Domenica sera abbiamo festeggiato il quinto compleanno di Blop con i miei zii e mia cugina, al loro ritorno dalle vacanze.
Blop, che é Mister No, nonostante fosse molto contento del regalo ha continuato a lamentarsi e, quando mia cugina é entrata in un negozio di cinesi per comprare delle mollette da bucato, ha chiesto di entrare con lei per comprare un giocattolo. Ovviamente ho rifiutato, visto che aveva appena ricevuto dei giochi e che, comunque, non é che compriamo roba ogni cinque minuti.

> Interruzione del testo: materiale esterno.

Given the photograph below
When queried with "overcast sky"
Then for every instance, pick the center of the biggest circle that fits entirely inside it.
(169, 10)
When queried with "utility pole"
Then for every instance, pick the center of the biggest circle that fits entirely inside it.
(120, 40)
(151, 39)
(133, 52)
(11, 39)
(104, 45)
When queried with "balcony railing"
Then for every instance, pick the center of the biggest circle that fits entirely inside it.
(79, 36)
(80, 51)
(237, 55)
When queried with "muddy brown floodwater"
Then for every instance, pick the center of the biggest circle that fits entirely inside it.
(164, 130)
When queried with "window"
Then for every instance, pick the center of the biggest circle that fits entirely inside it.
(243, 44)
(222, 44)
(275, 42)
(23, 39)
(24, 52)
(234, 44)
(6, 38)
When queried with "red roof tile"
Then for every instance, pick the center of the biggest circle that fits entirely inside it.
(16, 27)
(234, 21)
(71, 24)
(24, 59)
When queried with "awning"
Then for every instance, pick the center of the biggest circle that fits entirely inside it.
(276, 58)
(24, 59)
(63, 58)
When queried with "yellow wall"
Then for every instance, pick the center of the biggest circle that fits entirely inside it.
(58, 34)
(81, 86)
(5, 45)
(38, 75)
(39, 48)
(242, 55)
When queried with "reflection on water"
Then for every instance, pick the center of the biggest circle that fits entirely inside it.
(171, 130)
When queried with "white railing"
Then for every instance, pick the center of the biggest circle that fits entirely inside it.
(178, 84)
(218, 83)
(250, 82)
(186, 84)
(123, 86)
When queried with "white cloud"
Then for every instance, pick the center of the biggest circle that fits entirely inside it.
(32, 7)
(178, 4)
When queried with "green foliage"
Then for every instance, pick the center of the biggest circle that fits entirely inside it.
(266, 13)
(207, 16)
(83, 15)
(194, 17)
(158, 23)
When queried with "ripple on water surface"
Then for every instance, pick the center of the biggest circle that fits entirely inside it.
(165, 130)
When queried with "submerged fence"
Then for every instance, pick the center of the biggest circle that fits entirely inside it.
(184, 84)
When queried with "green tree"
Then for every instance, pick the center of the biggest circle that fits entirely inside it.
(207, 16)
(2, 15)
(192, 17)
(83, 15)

Passata la prima crisi di collera, si é messo a saltare arrabbiato dallo scalino di un parcheggio. Prendeva la rincorsa, sollevava la catena di metallo, passava sotto e saltava. Ho tentato di fargli notare che era pericoloso, perché lo scalino era alto e perché potevano arrivare delle macchine, ma lui mi ha risposto che “non é pericoloso. Lo so fare e da adesso decido io e non te“. Visto che eravamo tutti li vicino a chiacchierare e che mi dispiaceva dirgli sempre di no, l’ho lasciato fare.
A un certo punto lo vedo correre, mancare la catena, rimanerci agganciato col collo, mentre i piedi spinti dalla slancio della corsa finivano in alto. E’ durato un secondo, in cui lo vedevo già morire strangolato, poi é caduto di testa. Sullo scalino appuntito. Da pessima madre quale sono, la prima cosa ad avergli detto é stata “visto? te l’avevo detto che era pericoloso” o una cosa del genere. Poi ho visto il sangue colare giù dalla testa, lungo il collo e la schiena.
Il panico. Ho preso Blop e BlopBlop, li ho lanciati in macchina, ho caricato mio zio e mia mamma e siamo partiti per il PS del Gaslini. Blop urlava cose sconnesse, ma per fortuna non ha mai perso conoscenza né vomitato, quindi ero abbastanza tranquilla su un eventuale trauma cranico, ma il sangue mi fa andare in pappa il cervello.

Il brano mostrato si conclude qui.